OREANDA-NEWS. January 26, 2008. Societe Generale, the banking group to which BSGV belongs, discovered during the last week-end an important fraud in one of its trading desks in stock markets (speculative positions with derivative products had been concealed through sophisticated mechanisms). In selling the unduly taken positions, SG has suffered a loss of EUR 4.9 billion, that will be deduced from its 2007 results.

Due to that trading loss, SG Group results for 2007, which otherwise would have been very good (especially taking into consideration the general circumstances derived from the "sub-prime crisis"), will be sharply reduced. Nevertheless, they will remain positive at between EUR 600 and 800 million, which shows the soundness of the Group and the good level of profitability of its portfolio of activity, despite of the on-going international crisis.

The solidity of the Group will be further reinforced by an equity increase of EUR 5.5 billion, to which a syndicate of banks has already subscribed. That equity increase will not only strengthen the already good level of capital adequacy ratio of the Group, but also allow it to finance in better conditions its continuous expansion and its investment projects.
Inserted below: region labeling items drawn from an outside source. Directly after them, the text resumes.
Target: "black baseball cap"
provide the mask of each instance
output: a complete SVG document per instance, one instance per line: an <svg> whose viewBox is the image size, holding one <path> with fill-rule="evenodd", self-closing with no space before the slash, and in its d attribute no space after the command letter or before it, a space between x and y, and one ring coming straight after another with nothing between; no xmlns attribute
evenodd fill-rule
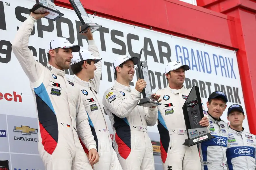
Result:
<svg viewBox="0 0 256 170"><path fill-rule="evenodd" d="M234 104L230 106L228 109L228 115L229 114L235 110L242 112L244 114L243 109L242 106L237 104Z"/></svg>
<svg viewBox="0 0 256 170"><path fill-rule="evenodd" d="M228 102L227 95L221 91L215 91L212 93L208 98L208 101L210 101L211 99L219 97L222 99L226 103Z"/></svg>

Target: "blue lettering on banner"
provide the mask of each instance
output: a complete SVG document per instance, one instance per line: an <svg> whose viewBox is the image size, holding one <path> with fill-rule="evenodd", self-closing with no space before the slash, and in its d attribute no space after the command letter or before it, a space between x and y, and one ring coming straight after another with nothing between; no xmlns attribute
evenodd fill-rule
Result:
<svg viewBox="0 0 256 170"><path fill-rule="evenodd" d="M210 74L212 70L216 75L236 79L233 58L177 44L175 46L175 51L177 61L188 65L192 70ZM213 63L211 63L213 60Z"/></svg>
<svg viewBox="0 0 256 170"><path fill-rule="evenodd" d="M6 131L4 130L0 130L0 137L6 137Z"/></svg>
Also, the fact that the Group has been able to set up such a huge capital raising in only 3 days, proves that its reputation and stability remains intact.Recent events should have no significant impact and the Group’s commitment towards Russia remain as strong as ever:

    * The takeover of Rosbank will go on as planned.
    * BSGV’s expansion plans remain unchanged.
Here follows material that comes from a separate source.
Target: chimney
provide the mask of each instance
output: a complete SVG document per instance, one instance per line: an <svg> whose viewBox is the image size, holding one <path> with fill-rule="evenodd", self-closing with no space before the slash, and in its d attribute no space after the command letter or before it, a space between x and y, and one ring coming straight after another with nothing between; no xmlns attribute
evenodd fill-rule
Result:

The Group has been experiencing a bad surprise, but the origin of the problem is clear, the impact has been perfectly measured and necessary actions have been taken. On the whole, the fact that SG Group’s results will still be positive shows the deep soundness of the Group’s activities and a high level of resilience. Additionally, both an existing high level of equity and the announced future capital increase will allow SG to go on developing.